Note that$Y_\nu$ does not appear in any of the model files and it is therefore necessary to fix the dimension of that matrix by hand

AdditionalVariablesSPheno={Yv[3,3]};

Several parameters are restricted to be real.
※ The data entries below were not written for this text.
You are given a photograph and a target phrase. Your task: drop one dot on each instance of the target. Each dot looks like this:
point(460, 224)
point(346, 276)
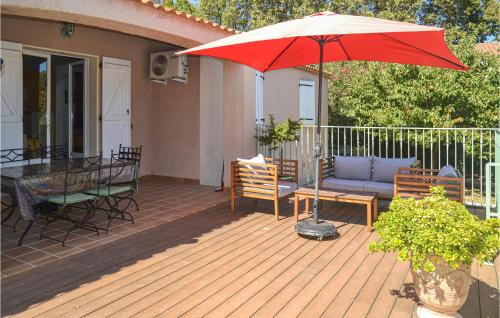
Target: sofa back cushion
point(255, 169)
point(384, 169)
point(353, 168)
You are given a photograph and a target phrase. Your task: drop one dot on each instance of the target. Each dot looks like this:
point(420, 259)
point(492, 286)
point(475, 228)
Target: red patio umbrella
point(330, 37)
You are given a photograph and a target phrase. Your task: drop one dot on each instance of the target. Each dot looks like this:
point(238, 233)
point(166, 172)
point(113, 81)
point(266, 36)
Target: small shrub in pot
point(440, 238)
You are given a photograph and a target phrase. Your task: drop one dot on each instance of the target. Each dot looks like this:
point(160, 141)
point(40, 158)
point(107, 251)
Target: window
point(307, 102)
point(259, 98)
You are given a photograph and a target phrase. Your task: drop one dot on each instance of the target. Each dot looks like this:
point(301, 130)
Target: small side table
point(365, 198)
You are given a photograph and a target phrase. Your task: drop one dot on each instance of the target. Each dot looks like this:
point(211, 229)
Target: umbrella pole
point(317, 147)
point(315, 227)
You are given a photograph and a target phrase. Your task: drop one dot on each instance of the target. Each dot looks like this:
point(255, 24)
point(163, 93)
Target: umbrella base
point(317, 230)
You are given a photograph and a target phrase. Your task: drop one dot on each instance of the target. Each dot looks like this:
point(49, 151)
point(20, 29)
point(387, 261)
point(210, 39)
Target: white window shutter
point(307, 102)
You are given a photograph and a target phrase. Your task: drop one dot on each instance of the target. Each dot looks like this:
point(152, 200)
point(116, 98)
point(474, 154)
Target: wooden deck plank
point(241, 279)
point(297, 260)
point(168, 295)
point(338, 304)
point(406, 299)
point(223, 289)
point(472, 305)
point(117, 298)
point(216, 264)
point(289, 283)
point(340, 284)
point(365, 298)
point(184, 248)
point(488, 291)
point(386, 298)
point(292, 299)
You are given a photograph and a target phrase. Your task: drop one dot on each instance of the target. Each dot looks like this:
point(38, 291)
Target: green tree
point(181, 5)
point(381, 94)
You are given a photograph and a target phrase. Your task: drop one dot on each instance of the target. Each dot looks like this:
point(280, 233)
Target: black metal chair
point(68, 192)
point(120, 183)
point(12, 157)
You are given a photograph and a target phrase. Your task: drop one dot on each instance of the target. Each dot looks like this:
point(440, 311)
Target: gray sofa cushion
point(447, 172)
point(353, 168)
point(385, 189)
point(384, 169)
point(344, 184)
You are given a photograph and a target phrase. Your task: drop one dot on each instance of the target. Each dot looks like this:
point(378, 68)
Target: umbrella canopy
point(349, 38)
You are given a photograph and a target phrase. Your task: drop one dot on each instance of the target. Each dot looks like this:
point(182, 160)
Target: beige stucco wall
point(281, 94)
point(211, 120)
point(92, 41)
point(125, 16)
point(176, 126)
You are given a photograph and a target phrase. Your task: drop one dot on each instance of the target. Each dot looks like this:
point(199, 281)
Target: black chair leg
point(26, 230)
point(11, 210)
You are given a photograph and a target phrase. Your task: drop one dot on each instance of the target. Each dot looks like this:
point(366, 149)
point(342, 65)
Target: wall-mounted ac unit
point(165, 66)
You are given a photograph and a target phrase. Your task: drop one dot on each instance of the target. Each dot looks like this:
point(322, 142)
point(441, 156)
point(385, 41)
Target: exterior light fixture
point(67, 30)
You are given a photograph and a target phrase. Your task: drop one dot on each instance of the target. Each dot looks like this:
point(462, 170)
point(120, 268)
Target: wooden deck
point(212, 264)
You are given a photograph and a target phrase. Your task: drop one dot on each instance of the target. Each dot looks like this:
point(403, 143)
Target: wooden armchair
point(275, 180)
point(416, 183)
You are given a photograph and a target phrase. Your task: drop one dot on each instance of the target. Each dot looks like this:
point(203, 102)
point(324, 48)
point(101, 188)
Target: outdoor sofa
point(263, 178)
point(388, 176)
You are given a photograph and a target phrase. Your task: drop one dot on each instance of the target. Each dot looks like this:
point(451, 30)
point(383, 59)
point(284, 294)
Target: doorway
point(69, 104)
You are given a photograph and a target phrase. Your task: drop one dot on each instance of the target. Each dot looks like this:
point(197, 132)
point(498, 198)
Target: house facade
point(78, 73)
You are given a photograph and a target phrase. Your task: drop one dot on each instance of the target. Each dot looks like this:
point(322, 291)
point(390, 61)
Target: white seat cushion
point(284, 188)
point(385, 189)
point(353, 168)
point(256, 170)
point(344, 184)
point(384, 169)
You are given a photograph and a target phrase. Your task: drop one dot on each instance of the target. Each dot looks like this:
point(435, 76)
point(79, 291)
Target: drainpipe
point(497, 169)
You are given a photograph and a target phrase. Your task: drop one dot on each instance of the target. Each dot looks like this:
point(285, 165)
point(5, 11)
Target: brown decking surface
point(215, 264)
point(160, 202)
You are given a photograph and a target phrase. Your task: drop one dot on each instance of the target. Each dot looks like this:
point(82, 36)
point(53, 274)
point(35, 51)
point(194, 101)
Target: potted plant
point(440, 238)
point(279, 133)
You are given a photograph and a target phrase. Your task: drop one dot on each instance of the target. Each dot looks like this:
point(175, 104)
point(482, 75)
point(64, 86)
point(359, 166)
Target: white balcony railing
point(467, 149)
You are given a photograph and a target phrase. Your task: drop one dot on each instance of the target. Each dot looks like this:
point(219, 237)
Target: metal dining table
point(14, 181)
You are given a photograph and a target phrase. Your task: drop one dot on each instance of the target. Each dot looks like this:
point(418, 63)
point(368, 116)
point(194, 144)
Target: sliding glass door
point(36, 99)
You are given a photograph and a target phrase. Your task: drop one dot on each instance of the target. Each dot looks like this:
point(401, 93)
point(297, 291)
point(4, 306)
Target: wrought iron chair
point(120, 183)
point(68, 192)
point(13, 157)
point(132, 154)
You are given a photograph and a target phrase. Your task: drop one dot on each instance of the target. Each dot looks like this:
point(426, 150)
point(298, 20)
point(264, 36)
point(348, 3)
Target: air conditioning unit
point(165, 66)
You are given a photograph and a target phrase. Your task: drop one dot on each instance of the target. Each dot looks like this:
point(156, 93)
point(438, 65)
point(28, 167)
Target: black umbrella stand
point(315, 227)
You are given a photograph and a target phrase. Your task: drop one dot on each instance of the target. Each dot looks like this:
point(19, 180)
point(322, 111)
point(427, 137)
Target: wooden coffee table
point(366, 198)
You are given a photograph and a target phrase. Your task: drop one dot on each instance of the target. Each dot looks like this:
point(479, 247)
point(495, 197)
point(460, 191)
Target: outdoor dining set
point(49, 185)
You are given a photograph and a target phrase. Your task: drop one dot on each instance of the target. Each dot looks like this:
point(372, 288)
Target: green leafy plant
point(435, 226)
point(279, 133)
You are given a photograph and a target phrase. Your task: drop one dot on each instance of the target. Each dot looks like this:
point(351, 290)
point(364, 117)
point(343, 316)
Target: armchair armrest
point(253, 179)
point(288, 169)
point(326, 169)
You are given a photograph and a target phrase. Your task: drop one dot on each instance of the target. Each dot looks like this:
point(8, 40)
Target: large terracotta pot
point(442, 292)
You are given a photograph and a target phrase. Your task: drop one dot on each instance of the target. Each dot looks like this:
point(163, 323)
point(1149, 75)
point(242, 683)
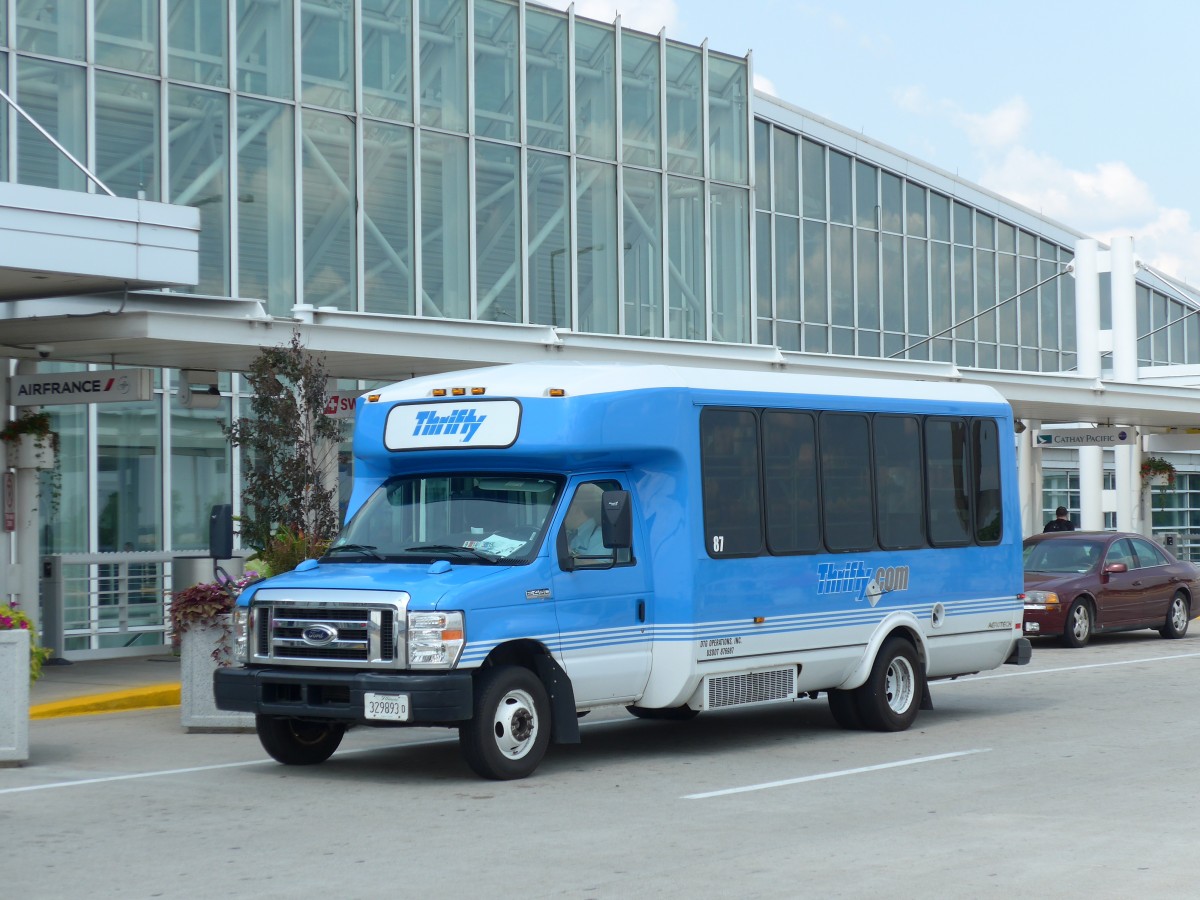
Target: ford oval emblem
point(318, 635)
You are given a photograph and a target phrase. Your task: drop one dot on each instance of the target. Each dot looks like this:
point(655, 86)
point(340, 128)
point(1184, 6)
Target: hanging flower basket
point(1157, 471)
point(30, 437)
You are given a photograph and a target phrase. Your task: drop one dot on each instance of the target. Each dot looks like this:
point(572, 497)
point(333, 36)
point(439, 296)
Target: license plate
point(388, 707)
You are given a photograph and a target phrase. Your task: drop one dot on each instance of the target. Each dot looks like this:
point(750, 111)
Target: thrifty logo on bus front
point(465, 421)
point(855, 577)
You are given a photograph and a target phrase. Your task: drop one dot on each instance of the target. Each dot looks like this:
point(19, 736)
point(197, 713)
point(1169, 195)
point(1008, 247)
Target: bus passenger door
point(603, 600)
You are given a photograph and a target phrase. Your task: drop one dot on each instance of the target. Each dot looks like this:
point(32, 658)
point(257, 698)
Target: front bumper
point(436, 699)
point(1044, 621)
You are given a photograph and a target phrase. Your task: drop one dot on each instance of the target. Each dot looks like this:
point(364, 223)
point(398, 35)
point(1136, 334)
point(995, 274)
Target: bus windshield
point(475, 519)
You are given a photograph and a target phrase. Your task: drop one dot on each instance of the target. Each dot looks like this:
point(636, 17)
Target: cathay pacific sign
point(1086, 437)
point(112, 385)
point(466, 425)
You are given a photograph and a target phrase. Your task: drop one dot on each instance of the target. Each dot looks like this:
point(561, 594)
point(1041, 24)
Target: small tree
point(289, 449)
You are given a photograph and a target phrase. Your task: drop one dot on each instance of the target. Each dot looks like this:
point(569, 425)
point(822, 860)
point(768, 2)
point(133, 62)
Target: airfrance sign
point(112, 385)
point(427, 426)
point(1086, 437)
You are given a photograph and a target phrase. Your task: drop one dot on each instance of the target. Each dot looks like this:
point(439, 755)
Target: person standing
point(1061, 522)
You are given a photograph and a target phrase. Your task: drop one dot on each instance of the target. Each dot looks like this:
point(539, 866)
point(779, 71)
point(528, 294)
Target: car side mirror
point(616, 520)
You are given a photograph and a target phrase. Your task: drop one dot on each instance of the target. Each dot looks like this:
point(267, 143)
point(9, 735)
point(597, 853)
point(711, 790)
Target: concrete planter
point(198, 709)
point(13, 697)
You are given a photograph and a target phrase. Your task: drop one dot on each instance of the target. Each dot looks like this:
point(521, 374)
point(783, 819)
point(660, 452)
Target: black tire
point(509, 730)
point(671, 714)
point(844, 706)
point(297, 742)
point(891, 697)
point(1077, 629)
point(1177, 617)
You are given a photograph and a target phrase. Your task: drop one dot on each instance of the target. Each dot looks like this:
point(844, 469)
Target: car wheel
point(891, 697)
point(295, 742)
point(1079, 624)
point(509, 732)
point(844, 707)
point(671, 714)
point(1176, 617)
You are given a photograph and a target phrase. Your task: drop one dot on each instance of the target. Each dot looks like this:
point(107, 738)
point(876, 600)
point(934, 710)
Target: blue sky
point(1084, 112)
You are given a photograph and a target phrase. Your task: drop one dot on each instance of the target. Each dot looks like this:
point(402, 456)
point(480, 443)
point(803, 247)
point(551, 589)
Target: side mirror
point(221, 532)
point(616, 520)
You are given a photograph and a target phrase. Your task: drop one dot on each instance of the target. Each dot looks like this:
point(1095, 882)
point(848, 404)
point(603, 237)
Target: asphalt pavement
point(106, 685)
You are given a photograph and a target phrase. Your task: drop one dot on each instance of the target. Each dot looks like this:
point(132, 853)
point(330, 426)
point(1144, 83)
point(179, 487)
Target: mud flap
point(564, 724)
point(927, 699)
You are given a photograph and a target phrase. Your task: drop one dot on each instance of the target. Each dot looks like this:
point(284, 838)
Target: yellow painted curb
point(157, 695)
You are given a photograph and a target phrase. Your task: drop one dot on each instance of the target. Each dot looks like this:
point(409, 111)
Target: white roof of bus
point(533, 379)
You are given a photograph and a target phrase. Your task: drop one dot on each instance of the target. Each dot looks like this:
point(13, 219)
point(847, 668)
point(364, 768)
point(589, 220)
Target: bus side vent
point(750, 688)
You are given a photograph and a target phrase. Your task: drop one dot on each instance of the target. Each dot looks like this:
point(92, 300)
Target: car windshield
point(1062, 556)
point(475, 519)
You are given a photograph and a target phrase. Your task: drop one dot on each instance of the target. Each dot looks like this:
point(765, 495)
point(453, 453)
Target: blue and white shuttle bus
point(527, 543)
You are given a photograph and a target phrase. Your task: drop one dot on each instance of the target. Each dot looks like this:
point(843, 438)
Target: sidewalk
point(106, 685)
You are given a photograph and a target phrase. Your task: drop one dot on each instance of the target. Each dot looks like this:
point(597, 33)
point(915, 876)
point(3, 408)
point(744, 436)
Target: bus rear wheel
point(844, 706)
point(891, 697)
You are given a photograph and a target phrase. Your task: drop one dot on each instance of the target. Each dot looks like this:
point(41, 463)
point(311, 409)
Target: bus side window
point(729, 453)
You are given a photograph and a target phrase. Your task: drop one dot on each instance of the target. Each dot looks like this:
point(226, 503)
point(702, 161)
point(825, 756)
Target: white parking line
point(1071, 669)
point(162, 773)
point(825, 775)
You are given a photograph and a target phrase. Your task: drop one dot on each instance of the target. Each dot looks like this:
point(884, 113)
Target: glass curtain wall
point(852, 258)
point(449, 159)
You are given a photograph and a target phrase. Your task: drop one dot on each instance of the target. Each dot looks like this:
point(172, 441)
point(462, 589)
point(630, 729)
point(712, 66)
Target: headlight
point(435, 640)
point(1041, 599)
point(241, 634)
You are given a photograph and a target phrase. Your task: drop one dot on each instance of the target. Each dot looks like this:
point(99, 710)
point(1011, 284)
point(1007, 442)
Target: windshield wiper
point(367, 550)
point(451, 549)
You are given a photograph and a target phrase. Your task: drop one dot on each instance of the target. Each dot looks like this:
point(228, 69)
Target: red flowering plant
point(1156, 466)
point(12, 619)
point(204, 605)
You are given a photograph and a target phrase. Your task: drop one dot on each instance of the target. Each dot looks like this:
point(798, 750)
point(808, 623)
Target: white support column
point(28, 544)
point(1125, 312)
point(7, 575)
point(1087, 309)
point(1125, 369)
point(1029, 467)
point(1087, 341)
point(1091, 489)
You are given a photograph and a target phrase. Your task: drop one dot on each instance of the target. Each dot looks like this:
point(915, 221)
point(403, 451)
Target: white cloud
point(1002, 126)
point(640, 15)
point(761, 83)
point(1105, 201)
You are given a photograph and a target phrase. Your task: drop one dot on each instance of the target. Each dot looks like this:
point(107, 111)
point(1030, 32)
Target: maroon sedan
point(1078, 583)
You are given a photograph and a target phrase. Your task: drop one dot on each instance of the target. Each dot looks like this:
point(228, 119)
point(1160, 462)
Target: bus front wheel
point(295, 742)
point(509, 730)
point(891, 697)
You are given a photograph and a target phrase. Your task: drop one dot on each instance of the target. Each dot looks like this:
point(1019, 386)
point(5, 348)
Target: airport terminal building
point(418, 186)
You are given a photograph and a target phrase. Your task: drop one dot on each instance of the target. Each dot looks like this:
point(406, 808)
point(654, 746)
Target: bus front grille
point(750, 688)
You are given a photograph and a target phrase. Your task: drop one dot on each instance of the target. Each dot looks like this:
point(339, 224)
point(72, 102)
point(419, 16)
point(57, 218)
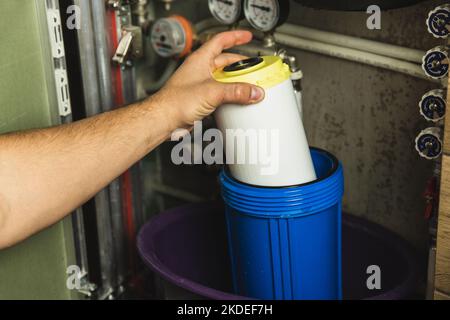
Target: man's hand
point(192, 94)
point(45, 174)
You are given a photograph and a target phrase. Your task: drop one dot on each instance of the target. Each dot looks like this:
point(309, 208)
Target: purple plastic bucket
point(187, 249)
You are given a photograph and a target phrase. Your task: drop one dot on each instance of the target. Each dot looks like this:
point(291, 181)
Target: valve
point(438, 21)
point(429, 143)
point(172, 37)
point(167, 4)
point(435, 62)
point(433, 105)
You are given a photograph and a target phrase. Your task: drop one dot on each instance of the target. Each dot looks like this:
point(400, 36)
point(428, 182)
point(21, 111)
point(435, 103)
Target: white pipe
point(379, 48)
point(375, 60)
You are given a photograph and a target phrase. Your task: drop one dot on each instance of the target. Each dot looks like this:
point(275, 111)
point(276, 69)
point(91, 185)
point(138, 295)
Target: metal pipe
point(375, 60)
point(106, 216)
point(158, 84)
point(379, 48)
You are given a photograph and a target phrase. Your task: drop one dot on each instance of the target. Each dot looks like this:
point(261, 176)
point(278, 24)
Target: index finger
point(225, 40)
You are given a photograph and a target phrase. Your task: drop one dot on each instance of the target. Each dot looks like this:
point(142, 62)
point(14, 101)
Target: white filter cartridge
point(265, 143)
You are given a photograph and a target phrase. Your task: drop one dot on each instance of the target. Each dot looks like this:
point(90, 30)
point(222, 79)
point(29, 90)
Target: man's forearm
point(45, 174)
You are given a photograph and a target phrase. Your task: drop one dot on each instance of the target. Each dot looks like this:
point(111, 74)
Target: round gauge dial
point(226, 11)
point(172, 36)
point(266, 15)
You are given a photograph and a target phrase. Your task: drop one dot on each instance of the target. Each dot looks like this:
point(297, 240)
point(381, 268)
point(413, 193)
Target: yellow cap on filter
point(266, 72)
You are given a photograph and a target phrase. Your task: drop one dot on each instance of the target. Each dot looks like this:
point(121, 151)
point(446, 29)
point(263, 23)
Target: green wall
point(36, 268)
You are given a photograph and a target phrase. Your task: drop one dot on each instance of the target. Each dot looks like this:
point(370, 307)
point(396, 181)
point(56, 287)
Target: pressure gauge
point(438, 21)
point(429, 143)
point(433, 105)
point(266, 15)
point(172, 37)
point(436, 62)
point(226, 11)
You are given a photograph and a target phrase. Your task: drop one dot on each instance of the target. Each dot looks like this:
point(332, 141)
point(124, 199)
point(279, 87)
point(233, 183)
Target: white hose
point(384, 49)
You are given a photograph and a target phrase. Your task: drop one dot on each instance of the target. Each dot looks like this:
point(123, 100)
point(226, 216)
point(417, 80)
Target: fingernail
point(257, 94)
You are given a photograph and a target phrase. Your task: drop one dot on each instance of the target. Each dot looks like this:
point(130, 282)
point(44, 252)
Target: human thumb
point(237, 93)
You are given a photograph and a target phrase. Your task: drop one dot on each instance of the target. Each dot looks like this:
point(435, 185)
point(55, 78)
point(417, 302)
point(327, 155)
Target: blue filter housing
point(285, 242)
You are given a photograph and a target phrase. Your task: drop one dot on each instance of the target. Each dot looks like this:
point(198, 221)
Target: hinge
point(55, 32)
In addition, it is helpful to choose initialization values for some parameters to stabilize the numerics in the first iteration

RealParameters = {TanBeta, vRinput,vBLinput,Theta1,Theta2,TScale};

InitializationValues = {
{Mu3IN[1,1], (Mu3IN[1,2]^2 - AlphaOmIN[1,2]^2 vRInput^2/4)/Mu3IN[2,2]},
{Theta1,   ArcTan[RealPart[-(Mu3IN[1,2]+AlphaOmIN[1,2]vRInput/2)/Mu3IN[2,2]]]},
{Theta2,   ArcTan[RealPart[(Mu3IN[1,2]-AlphaOmIN[1,2]vRInput/2)/Mu3IN[2,2]]]},
{Mdelta,   aInput*SignumMdelta*vRinput/2 },
{Momega,   SignumMomega*(aInput^2*vBLinput^2)/(8 Mdelta)}
}; 
4. Getting the SPheno code: One needs to start the MSSM part of the model and run MakeSPheno. SARAH will start automatically a second Mathematica kernel to generate all necessary information for the left-right symmetric phase.